The most popular folk dance, however, is the lam vong (ລຳວົງ /[lám.wóŋ]/). It is the national dance of Laos, and versions of it exist throughout the Lao-speaking region and even Cambodia, where it is known as ramvong. A slow and graceful couples dance, the men form an inner circle and the women an outer circle, with couples dancing around each other while moving in their respective circles. It is a common feature of weddings, celebrations, and other social events.

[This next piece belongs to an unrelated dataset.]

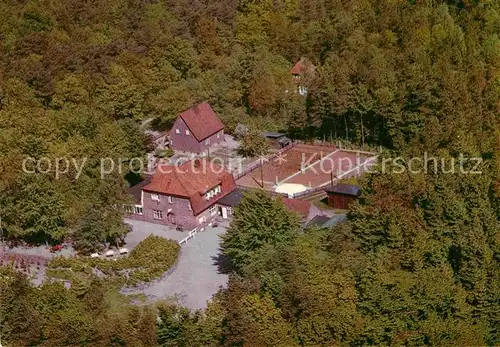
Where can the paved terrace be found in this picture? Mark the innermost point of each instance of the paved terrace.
(195, 278)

===Lam luang (likay lao)===
A truly theatrical derivative of morlam, it is believed to have developed when the morlam began to dress up and act out various characters from the sung repertoire of oral traditions, myths and legends.it is better known as Lam Luang (ລຳເຣື່ອງ /[lám.lɯ̄aŋ]/) or sung story. Stories range from traditional to lewd, serious to bawdy, and are drawn from a diverse range of sources, such as the traditional stories and Jataka tales to even development projects and community concerns. Music can be classical, morlam, or even modern, and costumes also run the gamut depending on the needs of the story.

Common to Lam Luang theatre performances are stock characters common to all stories. These include the hero (ພຣະເອກ /[pʰāʔ.ʔȅːk]/), the heroine (ນາງເອກ /[náːŋ ʔȅːk]/), king father, queen mother, clown, villain (ຜູ້ຮ້າຽ /[pʰȕː hâːj]/), and supernatural forces such as gods, demons, spirits, or ogres.